China has lifted an 11-month ban on South Korean art that followed the deployment of a US anti-missile system at a site in Seongju, south of Seoul. A diplomatic rift followed the installation last year of the US Terminal High Altitude Area Defence system in response to North Korea’s growing nuclear threats. The move triggered angry retaliation from China, which saw the system as a danger to its own security. Visual art from South Korea was unofficially embargoed, along with other cultural and economic imports, including the hugely popular K-pop music and Korean dramas. The dispute was resolved on 31 October after high-level talks between the two countries.
“It is not surprising that exchanges in art are affected by political issues. Diplomacy and politics are always stronger than art and culture. What was surprising was that, this time, the ban and embargo were so strong and visible,” says Eun Yong Kwon, a visual arts planner at the Korean Arts Management Service in Seoul.
In November, the absence of Korean art was notable at Shanghai’s main art fairs, West Bund and Art021, with Korean artists only shown on the stands of Arario, a Korean gallery that has a branch in Shanghai. Seoul’s Kukje Gallery only brought its Western artists and international galleries were prohibited from showing Korean works.
“I first heard about [the ban] because we were preparing for a show in China in March that included Korean artists, and so applied for official permission, which was denied,” says a dealer who asked to remain anonymous. Before applying for Art021, “I was advised by the fair to remove the Korean names [from my application].”
The organisers of the exhibition section of the Shanghai Project event at the Himalayas Museum in late April were also prohibited from including South Korean artists. “It wasn’t a ban so much as the Cultural Bureau simply refusing to accept our application with any Korean artists included,” a former Shanghai Project staff member says.

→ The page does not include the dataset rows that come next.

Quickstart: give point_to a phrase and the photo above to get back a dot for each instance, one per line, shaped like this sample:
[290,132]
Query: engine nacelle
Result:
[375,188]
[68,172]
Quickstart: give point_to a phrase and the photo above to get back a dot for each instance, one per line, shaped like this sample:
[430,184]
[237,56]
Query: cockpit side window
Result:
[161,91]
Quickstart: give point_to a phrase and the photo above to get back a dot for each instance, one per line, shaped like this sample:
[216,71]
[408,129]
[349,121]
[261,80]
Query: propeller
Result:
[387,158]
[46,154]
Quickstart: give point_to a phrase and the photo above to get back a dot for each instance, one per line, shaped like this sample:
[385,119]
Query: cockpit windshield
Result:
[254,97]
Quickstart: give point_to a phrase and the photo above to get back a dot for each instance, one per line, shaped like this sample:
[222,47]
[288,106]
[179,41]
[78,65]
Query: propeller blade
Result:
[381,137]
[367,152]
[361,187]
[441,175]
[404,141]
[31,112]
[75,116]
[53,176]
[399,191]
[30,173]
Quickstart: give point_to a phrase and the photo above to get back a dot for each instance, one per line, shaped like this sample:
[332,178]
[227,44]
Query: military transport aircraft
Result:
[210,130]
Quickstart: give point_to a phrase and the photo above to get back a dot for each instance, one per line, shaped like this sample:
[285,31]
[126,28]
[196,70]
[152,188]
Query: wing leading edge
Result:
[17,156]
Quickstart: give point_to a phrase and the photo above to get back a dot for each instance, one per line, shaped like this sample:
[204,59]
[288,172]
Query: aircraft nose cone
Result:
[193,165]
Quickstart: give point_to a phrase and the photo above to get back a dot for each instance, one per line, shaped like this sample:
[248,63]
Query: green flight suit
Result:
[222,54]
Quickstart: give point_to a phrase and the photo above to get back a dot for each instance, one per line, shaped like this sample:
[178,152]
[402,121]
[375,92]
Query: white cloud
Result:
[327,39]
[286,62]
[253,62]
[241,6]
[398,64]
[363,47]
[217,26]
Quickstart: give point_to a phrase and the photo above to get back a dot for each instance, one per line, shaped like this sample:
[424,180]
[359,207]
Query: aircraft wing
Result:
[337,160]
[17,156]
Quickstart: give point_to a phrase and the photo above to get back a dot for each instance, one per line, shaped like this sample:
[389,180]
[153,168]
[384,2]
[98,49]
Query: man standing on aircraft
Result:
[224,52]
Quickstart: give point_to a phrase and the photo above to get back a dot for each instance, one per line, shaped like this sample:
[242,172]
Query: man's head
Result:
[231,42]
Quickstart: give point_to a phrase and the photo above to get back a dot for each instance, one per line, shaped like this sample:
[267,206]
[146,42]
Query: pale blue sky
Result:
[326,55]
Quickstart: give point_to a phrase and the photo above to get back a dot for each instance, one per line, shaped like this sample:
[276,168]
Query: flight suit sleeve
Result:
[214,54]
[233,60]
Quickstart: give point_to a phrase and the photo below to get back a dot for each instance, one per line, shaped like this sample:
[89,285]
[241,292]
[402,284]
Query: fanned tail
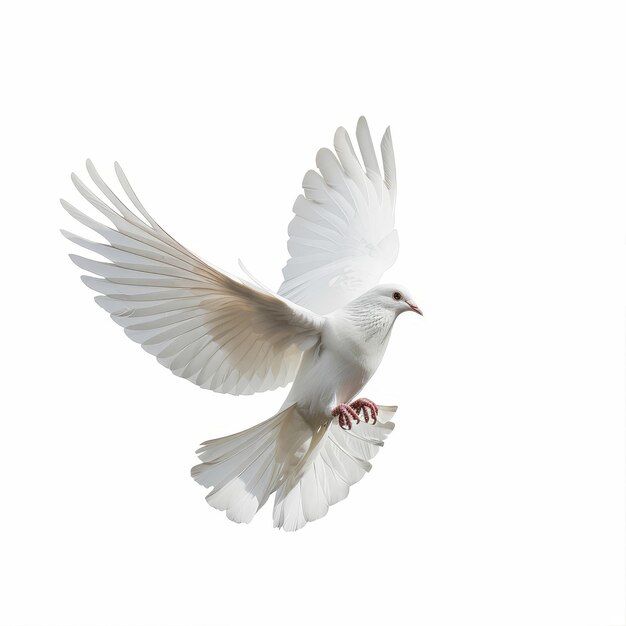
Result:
[309,468]
[241,468]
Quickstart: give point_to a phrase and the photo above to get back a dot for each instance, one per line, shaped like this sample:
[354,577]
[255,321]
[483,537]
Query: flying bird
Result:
[326,329]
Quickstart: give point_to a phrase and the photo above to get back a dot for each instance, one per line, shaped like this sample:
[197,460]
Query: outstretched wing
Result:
[342,238]
[214,330]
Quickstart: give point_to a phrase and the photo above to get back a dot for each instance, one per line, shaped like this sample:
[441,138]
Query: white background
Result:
[499,499]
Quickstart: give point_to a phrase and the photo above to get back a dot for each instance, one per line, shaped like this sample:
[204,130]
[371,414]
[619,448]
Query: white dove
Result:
[326,329]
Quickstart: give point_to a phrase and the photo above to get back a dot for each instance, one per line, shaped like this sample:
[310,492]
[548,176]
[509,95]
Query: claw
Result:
[345,413]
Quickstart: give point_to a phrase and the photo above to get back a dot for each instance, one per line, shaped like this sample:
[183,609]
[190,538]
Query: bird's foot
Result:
[370,410]
[346,414]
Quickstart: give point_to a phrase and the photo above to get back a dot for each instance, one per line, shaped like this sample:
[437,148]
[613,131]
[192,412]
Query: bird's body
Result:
[326,329]
[352,344]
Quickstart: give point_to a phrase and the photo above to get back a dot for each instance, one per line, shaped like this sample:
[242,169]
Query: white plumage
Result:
[326,329]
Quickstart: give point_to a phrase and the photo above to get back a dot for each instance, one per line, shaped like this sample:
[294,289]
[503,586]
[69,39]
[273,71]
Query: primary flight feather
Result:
[326,329]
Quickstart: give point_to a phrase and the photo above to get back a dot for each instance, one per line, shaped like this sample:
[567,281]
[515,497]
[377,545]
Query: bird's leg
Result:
[370,410]
[345,413]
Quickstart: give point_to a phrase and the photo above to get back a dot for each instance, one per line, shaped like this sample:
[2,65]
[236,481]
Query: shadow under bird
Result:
[326,329]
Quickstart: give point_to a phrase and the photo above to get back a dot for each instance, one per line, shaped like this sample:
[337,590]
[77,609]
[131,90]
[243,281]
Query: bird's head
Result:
[394,297]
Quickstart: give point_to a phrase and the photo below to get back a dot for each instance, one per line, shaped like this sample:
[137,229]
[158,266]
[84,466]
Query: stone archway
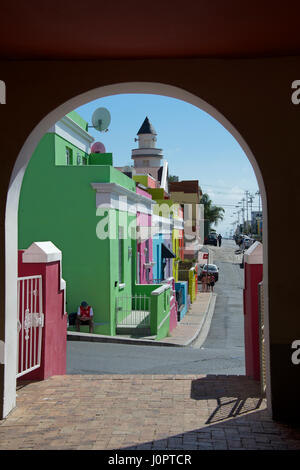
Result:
[20,168]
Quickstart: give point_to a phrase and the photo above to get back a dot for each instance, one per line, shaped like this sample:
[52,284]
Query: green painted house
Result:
[87,208]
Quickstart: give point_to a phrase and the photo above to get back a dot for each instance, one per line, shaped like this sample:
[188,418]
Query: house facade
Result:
[89,210]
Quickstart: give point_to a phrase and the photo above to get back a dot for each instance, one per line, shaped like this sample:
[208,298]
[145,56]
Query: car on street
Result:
[247,242]
[210,268]
[211,239]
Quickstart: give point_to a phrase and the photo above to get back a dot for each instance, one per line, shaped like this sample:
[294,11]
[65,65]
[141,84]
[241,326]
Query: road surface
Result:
[221,353]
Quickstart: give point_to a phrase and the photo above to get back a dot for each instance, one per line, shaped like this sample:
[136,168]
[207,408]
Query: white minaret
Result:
[147,156]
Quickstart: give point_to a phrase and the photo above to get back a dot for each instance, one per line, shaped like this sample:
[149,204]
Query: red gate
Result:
[30,324]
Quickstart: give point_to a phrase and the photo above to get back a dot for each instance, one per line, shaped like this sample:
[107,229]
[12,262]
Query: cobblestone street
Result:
[143,412]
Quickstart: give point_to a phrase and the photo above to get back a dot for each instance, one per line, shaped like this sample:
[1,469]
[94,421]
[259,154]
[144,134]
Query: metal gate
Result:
[262,337]
[30,324]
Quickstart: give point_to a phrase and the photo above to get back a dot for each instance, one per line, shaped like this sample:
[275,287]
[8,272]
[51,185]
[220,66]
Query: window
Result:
[69,156]
[121,256]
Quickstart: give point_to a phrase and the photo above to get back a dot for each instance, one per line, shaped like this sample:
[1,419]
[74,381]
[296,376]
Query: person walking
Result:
[212,282]
[85,316]
[204,281]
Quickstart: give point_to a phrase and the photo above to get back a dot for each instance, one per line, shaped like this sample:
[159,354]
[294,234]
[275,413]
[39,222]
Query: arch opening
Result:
[11,228]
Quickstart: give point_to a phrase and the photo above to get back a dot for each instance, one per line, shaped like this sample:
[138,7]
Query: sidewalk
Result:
[185,333]
[139,412]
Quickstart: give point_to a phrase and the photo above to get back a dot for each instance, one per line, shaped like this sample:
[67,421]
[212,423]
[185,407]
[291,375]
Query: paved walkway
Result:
[155,412]
[143,412]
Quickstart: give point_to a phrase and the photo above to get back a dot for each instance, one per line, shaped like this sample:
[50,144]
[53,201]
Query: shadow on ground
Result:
[236,423]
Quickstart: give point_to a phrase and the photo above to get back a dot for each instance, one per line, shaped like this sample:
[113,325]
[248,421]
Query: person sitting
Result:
[85,316]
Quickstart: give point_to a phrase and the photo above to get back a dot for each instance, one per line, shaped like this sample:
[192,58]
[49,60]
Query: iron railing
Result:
[30,324]
[133,311]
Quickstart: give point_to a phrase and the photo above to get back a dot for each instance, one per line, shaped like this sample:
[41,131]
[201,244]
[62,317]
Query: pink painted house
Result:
[144,248]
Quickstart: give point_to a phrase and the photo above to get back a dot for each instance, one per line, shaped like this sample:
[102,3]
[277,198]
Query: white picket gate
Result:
[30,324]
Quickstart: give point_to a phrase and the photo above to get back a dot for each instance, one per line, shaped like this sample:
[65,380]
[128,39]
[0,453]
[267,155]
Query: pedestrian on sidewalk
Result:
[85,316]
[212,282]
[205,282]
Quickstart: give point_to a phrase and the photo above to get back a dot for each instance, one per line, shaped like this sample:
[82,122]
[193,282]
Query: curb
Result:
[191,341]
[74,336]
[93,338]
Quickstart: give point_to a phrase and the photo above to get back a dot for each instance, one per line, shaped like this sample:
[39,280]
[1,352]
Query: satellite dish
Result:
[98,147]
[101,119]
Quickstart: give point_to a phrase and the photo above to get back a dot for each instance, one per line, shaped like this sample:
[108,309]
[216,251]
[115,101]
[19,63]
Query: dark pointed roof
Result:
[146,128]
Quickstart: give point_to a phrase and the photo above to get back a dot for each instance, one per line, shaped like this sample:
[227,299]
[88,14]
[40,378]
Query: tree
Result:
[212,214]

Censorship in China does not operate by direct edict but by rumour and self-censorship. Another private museum in China postponed its inauguration in May; it had been scheduled to open with a show devoted to the work of the Korean-American artist Nam June Paik. Instead, it opened in September with an exhibition of work by a German artist. Shanghai’s Yuz Museum has also indefinitely postponed a major exhibition of Korean Dansaekhwa paintings.
No one in the Chinese art world agreed to speak on the record about the ban, and even Koreans were reticent out of concern for potential future business ties. “Everyone [in the Chinese art world] knows about this [ban]—everyone,” the Korean dealer says. “The biggest risk as a foreign gallery in China is the political situation.” A long-term specialist in the Chinese market agrees. “It’s difficult for people to know [what’s going on] because on a Tuesday, the Chinese government could have a problem with Korea, then on Wednesday decide everything is fine.”